Le dossier judiciaire lié aux incidents survenus lors de la finale de la Coupe d’Afrique des nations 2025 connaît un nouveau développement. Lundi 13 avril, la cour d’appel de Rabat a examiné le cas de 18 supporters sénégalais, poursuivis pour des violences commises à l’issue de la rencontre entre le Sénégal et le Maroc.
Ces supporters, arrêtés après la finale disputée le 18 janvier au complexe Moulay-Abdellah, avaient été condamnés en première instance à des peines allant de trois mois à un an de prison ferme. Ils étaient poursuivis pour des faits de hooliganisme notamment des violences, des dégradations et une intrusion sur l’aire de jeu.
Selon plusieurs sources médiatiques, le parquet marocain a requis en appel des peines pouvant aller jusqu’à deux ans d’emprisonnement. Une position qui traduit la volonté des autorités judiciaires de sanctionner fermement les débordements enregistrés lors de cette rencontre, particulièrement tendue.
Des incidents dans une finale sous haute tension…
Les faits remontent aux dernières minutes d’une finale marquée par une forte intensité sportive et des contestations arbitrales. Des supporters sénégalais avaient tenté d’envahir la pelouse après l’attribution d’un penalty en faveur du Maroc dans le temps additionnel, provoquant des affrontements avec les forces de l’ordre.
Au total, 19 personnes dont un ressortissant français, avaient été interpellées puis jugées. La justice marocaine les a reconnus coupables de plusieurs infractions liées à des violences dans un cadre sportif.
Au-delà du terrain judiciaire, cette affaire s’inscrit dans un contexte plus large de tensions autour de la CAN 2025. La compétition, initialement remportée sur le terrain par le Sénégal, a ensuite été marquée par une longue bataille juridique, à la suite de la décision de la Confédération africaine de football (CAF) de réattribuer le titre au Maroc sur tapis vert.

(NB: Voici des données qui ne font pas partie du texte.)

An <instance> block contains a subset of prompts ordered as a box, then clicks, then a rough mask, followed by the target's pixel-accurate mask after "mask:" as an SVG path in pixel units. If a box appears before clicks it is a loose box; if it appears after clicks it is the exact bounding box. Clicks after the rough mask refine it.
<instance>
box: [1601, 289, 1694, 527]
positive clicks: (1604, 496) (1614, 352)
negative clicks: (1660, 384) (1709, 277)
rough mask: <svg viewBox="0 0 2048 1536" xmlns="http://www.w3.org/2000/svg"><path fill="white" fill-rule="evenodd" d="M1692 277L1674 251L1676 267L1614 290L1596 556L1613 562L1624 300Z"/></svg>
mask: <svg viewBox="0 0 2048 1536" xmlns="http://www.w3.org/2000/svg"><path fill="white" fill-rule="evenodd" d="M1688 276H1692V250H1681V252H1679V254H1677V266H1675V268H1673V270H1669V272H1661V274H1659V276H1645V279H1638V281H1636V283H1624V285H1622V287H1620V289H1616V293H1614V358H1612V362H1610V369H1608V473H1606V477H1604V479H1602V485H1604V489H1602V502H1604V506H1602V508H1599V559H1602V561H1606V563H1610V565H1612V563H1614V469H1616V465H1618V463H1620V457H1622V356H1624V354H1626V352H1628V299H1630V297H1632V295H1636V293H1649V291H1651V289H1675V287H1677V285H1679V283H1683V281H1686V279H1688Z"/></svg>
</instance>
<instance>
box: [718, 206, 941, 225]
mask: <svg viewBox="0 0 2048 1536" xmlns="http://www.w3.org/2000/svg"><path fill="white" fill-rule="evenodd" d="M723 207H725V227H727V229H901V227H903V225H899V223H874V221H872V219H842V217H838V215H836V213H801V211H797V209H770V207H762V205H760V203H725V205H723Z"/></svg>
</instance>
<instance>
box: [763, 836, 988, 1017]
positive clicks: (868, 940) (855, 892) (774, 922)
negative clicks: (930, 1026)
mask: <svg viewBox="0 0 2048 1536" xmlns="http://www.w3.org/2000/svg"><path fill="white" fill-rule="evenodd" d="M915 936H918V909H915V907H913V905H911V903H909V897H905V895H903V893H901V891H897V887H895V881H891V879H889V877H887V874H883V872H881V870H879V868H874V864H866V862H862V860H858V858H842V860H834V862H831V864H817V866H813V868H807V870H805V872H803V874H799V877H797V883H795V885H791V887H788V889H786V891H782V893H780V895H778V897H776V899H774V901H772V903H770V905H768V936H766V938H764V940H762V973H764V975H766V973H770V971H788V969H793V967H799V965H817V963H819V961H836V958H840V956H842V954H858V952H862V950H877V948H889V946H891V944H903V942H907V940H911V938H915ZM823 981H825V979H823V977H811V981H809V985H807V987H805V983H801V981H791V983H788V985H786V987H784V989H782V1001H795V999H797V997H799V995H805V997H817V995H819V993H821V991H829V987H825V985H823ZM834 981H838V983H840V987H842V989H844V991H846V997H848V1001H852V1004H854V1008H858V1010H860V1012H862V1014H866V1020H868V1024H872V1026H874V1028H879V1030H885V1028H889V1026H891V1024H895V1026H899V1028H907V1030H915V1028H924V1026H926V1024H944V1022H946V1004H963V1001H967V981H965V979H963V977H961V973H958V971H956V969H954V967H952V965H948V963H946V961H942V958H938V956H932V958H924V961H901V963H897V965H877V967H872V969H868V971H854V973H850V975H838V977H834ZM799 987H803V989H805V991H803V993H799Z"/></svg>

Cette situation a contribué à faire de ce dossier judiciaire un sujet sensible, suivi de près tant par les autorités que par les observateurs du football africain et les organisations de défense des droits humains.
Une décision très attendue…
Plusieurs reports ont marqué la procédure avant l’ouverture effective de ce procès en appel au Tribunal arbitral du sport (TAS), illustrant la complexité du dossier et ses enjeux multiples.
La cour d’appel de Rabat devra désormais décider si elle confirme les peines prononcées en première instance, ou si elle les alourdit ou les allège. L’issue de cette procédure est attendue avec attention par les familles des prévenus, ainsi que par les acteurs du football africain.
Au-delà du verdict, cette affaire illustre les tensions persistantes autour de la CAN 2025, dont les répercussions continuent de se faire ressentir bien après le coup de sifflet final.